Perhaps the most significant news item of the year was Provost Doyle’s announcement that CMES would become an independent center at Brown beginning in July 2025. Following an extensive self-study and external review process that began in the summer of 2024, the CMES Steering Committee proposed a strategic move toward independence, with the aim of maintaining the Center’s multidisciplinary identity and the broad chronological coverage of its research initiatives and programming. Given that the mission of the new Watson School of International and Public Affairs will be focused primarily on contemporary policy and governance matters, such a move seemed only natural to our faculty, staff and students. I am confident that this important step will only bolster CMES’s ambition to be a place that serves the whole Brown community.

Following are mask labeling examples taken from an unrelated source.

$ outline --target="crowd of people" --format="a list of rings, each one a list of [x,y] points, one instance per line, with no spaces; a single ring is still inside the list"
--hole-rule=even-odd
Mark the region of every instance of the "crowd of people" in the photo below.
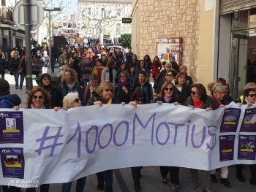
[[[219,78],[216,82],[209,83],[207,88],[200,83],[194,84],[192,77],[187,74],[187,67],[179,67],[174,58],[171,58],[170,62],[161,64],[157,56],[151,61],[148,55],[145,55],[143,59],[138,60],[131,49],[124,53],[118,49],[108,50],[94,48],[95,50],[87,47],[64,47],[59,55],[61,76],[54,85],[48,74],[42,74],[39,85],[29,93],[27,107],[54,109],[57,111],[89,105],[116,104],[131,104],[137,107],[138,104],[167,103],[209,111],[223,107],[231,101],[236,102],[240,107],[241,104],[250,107],[255,104],[255,82],[247,83],[244,95],[238,99],[233,99],[225,80]],[[43,53],[45,54],[45,51]],[[41,67],[45,65],[45,58],[40,54],[37,50],[33,61],[34,69],[38,73],[42,72]],[[26,55],[20,61],[17,51],[13,55],[10,66],[15,74],[19,71],[20,66],[26,66]],[[0,59],[0,64],[1,62]],[[153,86],[150,83],[150,78],[154,80]],[[16,88],[18,86],[16,82]],[[210,93],[209,96],[206,88]],[[14,107],[18,110],[20,102],[18,96],[10,95],[8,82],[3,78],[0,79],[0,108]],[[141,190],[141,169],[143,167],[140,166],[131,168],[135,191]],[[256,185],[255,164],[250,165],[250,183]],[[197,188],[198,170],[191,169],[190,172],[190,186],[195,189]],[[214,191],[211,188],[211,182],[217,183],[216,170],[201,172],[203,191]],[[178,190],[179,168],[161,166],[159,174],[162,183],[167,182],[168,173],[172,188]],[[221,183],[230,188],[227,175],[228,167],[222,167]],[[97,173],[97,188],[99,191],[113,191],[113,170]],[[245,182],[242,165],[236,166],[236,177],[239,181]],[[85,177],[78,180],[77,191],[83,191],[86,179]],[[71,185],[72,183],[63,184],[62,191],[70,191]],[[48,191],[49,185],[42,185],[41,188],[44,188],[42,191]],[[3,186],[3,189],[4,191],[10,191],[7,186]],[[30,191],[29,190],[34,189],[28,190]]]

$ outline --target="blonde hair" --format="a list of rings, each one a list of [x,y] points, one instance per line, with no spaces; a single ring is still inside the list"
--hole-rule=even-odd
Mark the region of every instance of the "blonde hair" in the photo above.
[[[65,72],[70,72],[72,81],[78,81],[78,74],[73,69],[67,68],[62,72],[61,80],[64,81],[65,79]]]
[[[78,92],[71,92],[63,99],[63,107],[67,109],[72,108],[72,104],[78,97]]]
[[[214,92],[219,93],[225,91],[225,88],[220,83],[217,83],[216,82],[211,82],[207,85],[208,91],[211,91],[211,96],[213,96]]]
[[[114,89],[114,85],[109,80],[108,81],[103,81],[100,83],[99,86],[97,89],[97,93],[102,96],[102,92],[104,89]],[[112,96],[113,96],[112,95]]]

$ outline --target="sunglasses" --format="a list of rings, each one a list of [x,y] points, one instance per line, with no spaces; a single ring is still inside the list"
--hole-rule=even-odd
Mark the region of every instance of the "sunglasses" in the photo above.
[[[37,99],[37,98],[39,98],[39,99],[44,99],[44,96],[33,96],[33,99]]]
[[[111,89],[105,89],[105,90],[106,92],[110,91],[111,93],[113,93],[113,91],[114,91],[112,88]]]
[[[144,99],[135,99],[135,101],[138,101],[138,102],[140,102],[140,101],[143,102],[144,101]]]
[[[75,99],[74,100],[74,102],[76,102],[76,103],[79,103],[79,101],[80,101],[80,99]]]
[[[256,97],[256,94],[249,94],[249,95],[250,97],[253,97],[253,96],[255,96]]]
[[[174,88],[165,88],[165,91],[168,91],[168,90],[170,90],[170,91],[173,91]]]

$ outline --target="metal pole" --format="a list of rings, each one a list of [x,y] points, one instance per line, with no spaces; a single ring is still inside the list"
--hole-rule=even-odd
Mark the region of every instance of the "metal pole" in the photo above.
[[[50,62],[49,62],[49,73],[51,74],[51,47],[50,47],[50,11],[49,11],[49,28],[48,28],[48,32],[49,32],[49,58],[50,58]]]
[[[31,59],[31,41],[30,39],[31,23],[31,4],[30,0],[24,0],[24,26],[25,26],[25,42],[26,56],[26,84],[29,91],[33,88],[32,83],[32,59]]]

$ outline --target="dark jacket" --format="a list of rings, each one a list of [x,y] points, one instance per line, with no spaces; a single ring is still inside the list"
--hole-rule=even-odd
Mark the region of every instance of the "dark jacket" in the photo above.
[[[5,68],[7,66],[7,62],[4,59],[0,58],[0,74],[5,74]]]
[[[188,85],[184,85],[184,88],[183,89],[183,91],[181,92],[176,87],[176,93],[178,94],[178,102],[184,105],[187,98],[188,98],[190,96],[190,91],[191,88]]]
[[[62,107],[63,99],[64,98],[65,96],[67,96],[69,93],[69,88],[66,85],[65,80],[62,81],[62,82],[59,85],[58,89],[59,90],[61,93],[61,107]],[[84,106],[82,88],[78,82],[75,82],[75,85],[72,87],[72,91],[78,92],[80,100],[82,102],[82,106]]]
[[[92,92],[92,97],[88,101],[87,106],[94,105],[94,102],[97,101],[99,101],[103,104],[102,98],[94,91]],[[112,104],[117,104],[115,98],[112,98]]]
[[[165,99],[164,99],[164,97],[162,97],[162,98],[160,98],[160,97],[157,97],[154,100],[154,103],[157,103],[157,101],[162,101],[162,102],[163,102],[163,103],[167,103],[167,102],[166,102],[166,101],[165,100]],[[178,101],[176,100],[176,99],[173,99],[173,98],[172,98],[170,101],[169,101],[169,102],[168,102],[168,104],[173,104],[173,103],[175,103],[175,102],[177,102]]]
[[[119,84],[115,85],[114,89],[114,95],[113,97],[116,100],[118,104],[121,104],[121,102],[125,102],[125,104],[129,104],[129,99],[132,94],[132,86],[129,85],[127,88],[128,93],[125,93],[123,91],[122,86]]]
[[[15,59],[15,58],[11,58],[11,61],[10,63],[10,69],[12,69],[12,72],[18,72],[18,68],[19,67],[20,65],[20,58],[17,58]]]
[[[192,96],[189,96],[188,98],[187,98],[186,101],[184,104],[184,106],[194,106],[193,99],[192,98]],[[214,101],[211,99],[211,97],[207,96],[206,101],[203,103],[202,109],[206,109],[211,107],[213,110],[215,110],[215,106]]]
[[[50,91],[50,106],[52,109],[55,107],[62,106],[61,93],[56,86],[51,85],[46,91]]]
[[[12,94],[0,96],[0,108],[13,108],[13,107],[20,104],[21,100],[18,95]]]
[[[165,74],[167,74],[166,69],[162,70],[160,74],[157,76],[154,83],[154,92],[157,94],[160,93],[162,83],[164,82],[164,78]]]

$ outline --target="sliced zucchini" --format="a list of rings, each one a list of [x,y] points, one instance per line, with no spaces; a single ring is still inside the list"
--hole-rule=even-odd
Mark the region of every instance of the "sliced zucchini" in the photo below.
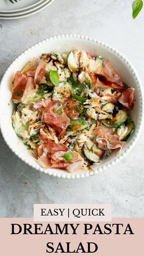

Over the past year, CMES has hosted or co-sponsored several dozen lectures, conferences, readings and performances, including visits from prizewinning authors and leading scholars. The range of topics featured at CMES events has been characteristically broad, exploring everything from Islamic stained glass windows to medieval Persian poetry, Dubai’s entrepreneurship ecosystem, Iranian cinema, and the wars in Gaza and Lebanon. Meanwhile, we have expanded outreach to our alumni network and begun to build employment and internship pipelines for current students. Next year, we will be joined by two new postdoctoral fellows and will launch a year-long research initiative titled “American-Islamic Exchanges in the Long 19th Century,” which will coincide with Brown 2026, a campus-wide initiative to demonstrate the important role of research and teaching universities in fostering open and democratic societies.
In closing, let me thank our wonderful staff for their tireless efforts in supporting Middle East studies at Brown. An exciting new chapter is about to begin. Join us!
Elias Muhanna
Director, Center for Middle East Studies.